This follow-up to Finley's The Darkest Time of Night continues the alien abduction story of William Chance and his grandmother Lynn Roseworth. It's been 15 years since Lynn brought young William home to safety, but the alien enemy is still out there, and the emotional scars and family rifts have not healed. When the true nature of the power William and others who have been taken reveals itself, the adventure begins.

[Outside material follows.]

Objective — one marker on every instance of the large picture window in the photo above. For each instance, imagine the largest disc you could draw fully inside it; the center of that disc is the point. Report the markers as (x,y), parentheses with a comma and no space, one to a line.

Clunky exposition rehashes family drama, but when the true nature of the power William and others who have been taken reveals itself, the nail-biting adventure begins, resulting in an exciting race to save endangered innocents full of hairpin turns. Some key characters from the first novel, especially William’s extended family, are underdeveloped here, but William and his fellow abductees are captivating, responding to supernatural events with fully realized emotions and motivations ... Fans of Justin Cronin’s The Passage, TV’s Stranger Things, and all versions of Stephen King’s IT will want to sit under summertime stars to binge this quick read. Any teen or adult fan of sf thrillers will enjoy this story, although they may want to read the first installment before jumping in.
... falls short of the high standard set by its predecessor ... William and Lily’s flight for safety and his family’s parallel search for him aren’t particularly exciting, and Lynn, the first book’s most distinctive character, plays a small role. The limp storytelling doesn’t bode well for future series entries.